Why Did the Filters Not Catch It?
Gmail, Outlook, and the major secure email gateways score messages on a long list of signals. Sender authentication (SPF, DKIM, DMARC), domain reputation, IP reputation, content fingerprinting, link reputation, and behavioral signals all feed the verdict. For this campaign, every authentication signal is clean: the message is genuinely signed by microsoftonline.com and genuinely sent from a Microsoft IP. The domain reputation is, by definition, excellent.
The only signals left to catch the abuse are content based: did the body of the message look like phishing, did the links go anywhere unusual, did the call to action match the kind of transactional pattern this sender normally emits.
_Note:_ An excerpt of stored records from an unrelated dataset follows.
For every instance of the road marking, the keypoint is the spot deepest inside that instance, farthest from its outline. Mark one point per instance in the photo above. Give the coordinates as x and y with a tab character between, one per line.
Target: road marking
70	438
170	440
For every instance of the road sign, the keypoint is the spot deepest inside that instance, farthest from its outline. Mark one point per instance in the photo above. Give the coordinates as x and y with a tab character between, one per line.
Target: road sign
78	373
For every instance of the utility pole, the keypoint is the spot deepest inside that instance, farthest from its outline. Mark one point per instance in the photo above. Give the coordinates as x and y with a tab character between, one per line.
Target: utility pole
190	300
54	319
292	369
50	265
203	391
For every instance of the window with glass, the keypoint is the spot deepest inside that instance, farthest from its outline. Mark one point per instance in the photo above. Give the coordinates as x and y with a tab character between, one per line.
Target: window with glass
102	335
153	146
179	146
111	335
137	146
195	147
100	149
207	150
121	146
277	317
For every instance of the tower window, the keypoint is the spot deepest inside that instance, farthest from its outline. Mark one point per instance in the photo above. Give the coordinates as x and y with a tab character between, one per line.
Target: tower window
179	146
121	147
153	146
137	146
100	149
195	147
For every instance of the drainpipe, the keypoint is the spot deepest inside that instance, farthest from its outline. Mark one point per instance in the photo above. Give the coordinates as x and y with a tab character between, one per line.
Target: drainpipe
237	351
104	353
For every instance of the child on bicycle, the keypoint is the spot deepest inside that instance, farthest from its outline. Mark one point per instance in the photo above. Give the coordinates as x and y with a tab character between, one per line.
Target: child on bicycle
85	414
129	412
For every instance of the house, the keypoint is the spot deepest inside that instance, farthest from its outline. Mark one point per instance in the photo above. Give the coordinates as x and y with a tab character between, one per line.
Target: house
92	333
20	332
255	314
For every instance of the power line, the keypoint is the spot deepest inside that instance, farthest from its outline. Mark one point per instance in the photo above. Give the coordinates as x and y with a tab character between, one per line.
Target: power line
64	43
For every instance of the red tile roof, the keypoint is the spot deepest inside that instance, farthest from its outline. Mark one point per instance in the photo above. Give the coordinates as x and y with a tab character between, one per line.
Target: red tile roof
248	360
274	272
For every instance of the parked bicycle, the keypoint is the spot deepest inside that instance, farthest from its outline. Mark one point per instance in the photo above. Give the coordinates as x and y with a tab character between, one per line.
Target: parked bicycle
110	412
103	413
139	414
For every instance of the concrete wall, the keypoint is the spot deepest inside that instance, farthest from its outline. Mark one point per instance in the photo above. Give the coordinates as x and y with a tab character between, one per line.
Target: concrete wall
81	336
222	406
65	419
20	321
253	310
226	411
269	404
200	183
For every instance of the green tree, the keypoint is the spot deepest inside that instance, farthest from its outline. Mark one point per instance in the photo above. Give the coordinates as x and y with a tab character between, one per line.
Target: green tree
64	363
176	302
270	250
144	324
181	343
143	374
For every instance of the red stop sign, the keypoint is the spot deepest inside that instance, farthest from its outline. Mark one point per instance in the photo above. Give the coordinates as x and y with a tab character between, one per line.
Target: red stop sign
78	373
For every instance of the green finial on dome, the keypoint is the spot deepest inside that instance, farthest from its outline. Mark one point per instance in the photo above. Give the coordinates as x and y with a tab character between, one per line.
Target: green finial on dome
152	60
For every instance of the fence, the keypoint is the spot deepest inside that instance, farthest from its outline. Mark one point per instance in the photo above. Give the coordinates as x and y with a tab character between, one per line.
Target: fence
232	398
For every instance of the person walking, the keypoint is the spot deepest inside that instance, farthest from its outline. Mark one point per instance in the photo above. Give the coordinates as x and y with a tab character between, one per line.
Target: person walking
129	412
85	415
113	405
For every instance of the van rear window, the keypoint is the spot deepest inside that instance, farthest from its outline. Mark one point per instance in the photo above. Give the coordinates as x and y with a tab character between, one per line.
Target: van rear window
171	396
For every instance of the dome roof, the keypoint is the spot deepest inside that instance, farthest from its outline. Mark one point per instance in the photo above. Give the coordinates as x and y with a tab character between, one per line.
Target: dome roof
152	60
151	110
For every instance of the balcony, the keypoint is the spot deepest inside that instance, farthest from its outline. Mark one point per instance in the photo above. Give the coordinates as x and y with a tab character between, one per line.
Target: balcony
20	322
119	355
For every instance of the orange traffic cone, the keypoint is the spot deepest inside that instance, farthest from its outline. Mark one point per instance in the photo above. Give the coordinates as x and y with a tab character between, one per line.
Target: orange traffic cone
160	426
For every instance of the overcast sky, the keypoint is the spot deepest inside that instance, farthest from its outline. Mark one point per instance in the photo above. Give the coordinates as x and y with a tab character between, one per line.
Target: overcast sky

Modern filters try, but their precision against a single sample is poor compared to the much louder signal of "this is the real Microsoft notification address." Filters generally weight authenticated reputation heavily because the alternative—aggressively scoring genuine Microsoft transactional mail as suspicious—causes too many false positives.
The campaign is an exploit of that asymmetry. The defender has been trained for years to trust the sender. The attacker is the sender.
What Should You Do About It?
A handful of practical defenses help, even when the sender address itself is not a useful signal:
- Treat a "private message waiting" or "fraudulent transaction" prompt from any Microsoft email as a trigger to open the relevant Microsoft service directly in your browser—do not click a link in the message itself.
- If a button asks you to sign in, type the destination URL by hand. The phishing URL will not match the legitimate one.
- Hover over the call to action link before clicking. The body text may match, but a phishing campaign points the link to a domain that is not microsoft.com or office.com.
- If you operate a corporate mail filter, add a custom rule that scores messages from msonlineservicesteam@microsoftonline.com against a stricter content fingerprint while Microsoft investigates.
- Report suspicious messages to Microsoft using the in product "Report phishing" action, not by replying. Microsoft's abuse team can act faster when reports include the full original headers.
The deeper lesson sits with mail filter operators and brand owned transactional senders. The same class of issue surfaced last summer with the Robinhood gmail dot trick that turned a legitimate Robinhood sender into a phishing vehicle, and earlier this month with the AppSheet abuse that hijacked 30,000 Facebook business accounts via noreply@appsheet.com. The common thread is a notification pipeline that accepts user supplied content, and a brand reputation that becomes the attacker's most valuable asset.
Until Microsoft closes the gap, the rational read on any unsolicited transactional alert—even one from microsoftonline.com—is to verify it inside the product, not through the link in the email. The sender address has stopped being a useful signal. Treat the inbox as a notification surface, not a trustworthy interaction surface, and the campaign loses most of its leverage.